John Sellwood was a pioneer Episcopal minister who settled in the U.S. state of Oregon on a 321 acre donation land claim on the east bank of the Willamette River upstream from Portland.

Sellwood, born in England, was brought up and educated by his mother after the death of his father in 1808. In 1853, he, his mother, and his only brother, James R.W. Sellwood, emigrated to the U.S., settling first in Cincinnati, Ohio, and later in Illinois, where he briefly served as a minister. Emigrating to Oregon in 1856, he was badly wounded during a riot in Panama, where the Sellwoods stayed during part of their journey west. He never fully recovered from his injuries.

Sellwood and his brother, who was also a minister, went to Oregon to assist Thomas Fielding Scott, the Episcopal missionary bishop of Oregon and Washington. Scott, who had arrived in Oregon in the early 1850s, founded a boys' school in Oswego and a girls' school in Milwaukie, both relatively near the Sellwood property.

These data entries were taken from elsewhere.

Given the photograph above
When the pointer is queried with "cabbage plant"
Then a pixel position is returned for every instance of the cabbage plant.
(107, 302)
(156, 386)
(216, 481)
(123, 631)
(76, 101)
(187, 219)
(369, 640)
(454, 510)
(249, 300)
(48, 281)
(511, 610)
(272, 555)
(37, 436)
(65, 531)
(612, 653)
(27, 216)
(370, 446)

John Sellwood sold his property in 1882 to the Sellwood Real Estate Company, which began development of the land into the town of Sellwood. Henry Pittock, owner of The Oregonian newspaper in Portland, was the majority stockholder in the real estate company. Incorporated in 1887, the town became part of Portland in 1893 after the state legislature extended the Multnomah County border a bit south and east to allow Portland to assimilate all of Sellwood. The Sellwood post office was established in October 1893 and became the Sellwood-Moreland post office in 1950.

Sellwood died on August 27, 1892. Sellwood Boulevard and Sellwood Road, as well as the Sellwood neighborhood of Portland, are named after him.